His decision was not Constitutional. He tried to explain it with incomprehensible ‘logic.’ Something was very wrong with that decision. Acting under a threat from the chief dictator would explain it.
He tried to pass the buck to the legislature, and the voters by inference. Unbelievable, utter illogic. Isn't the entire purpose of the court to rebuke the legislature when it acts unconstitutionally?
You're correct, and Scalia nearly needed to be restrained when speaking about his fury over Robert's change of direction.
This is why we refer to my two yr old’s boy part as his
“Chief Justice”
Assisting in the destruction of liberty and freedom for all Americans is treason. And if it was just to protect some dirty little secret he had? Then may he tremble before the God who will judge him for assisting in the dismantling of the greatest nation He ever allowed to exist.
It was by far one of the most poorly reasoned and at times contradictory decisions I’ve ever seen.

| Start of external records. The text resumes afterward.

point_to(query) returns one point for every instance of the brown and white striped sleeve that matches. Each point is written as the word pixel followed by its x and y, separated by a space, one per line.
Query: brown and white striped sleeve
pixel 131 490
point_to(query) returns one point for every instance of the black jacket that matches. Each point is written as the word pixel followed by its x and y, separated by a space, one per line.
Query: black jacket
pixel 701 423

I honestly still think Roberts originally wrote the dissent as the majority opinion. When he split, the other four decided to just leave it as the now dissenting opinion (even though it reads like a majority opinion) just to stick it to Roberts.
I’ve thought this from day one.
Somebody got to him. It’s really the only thing that explains it.
The tax reason is contradicted by his own opinion that it wasn’t a tax and therefore the Anti Injunction Act did not apply.
But it was all he could do to uphold it by a thread without embracing Congressional authority or the individual mandate under the Commerce Clause.
He did manage to gut the enforcement provision by declaring that “it is not unlawful to not purchase health indurance.”
It’s clear that the original penalties for failure to purchase were ripped from the bill.
Ultimately this may be the point where the law unravels. We shall see.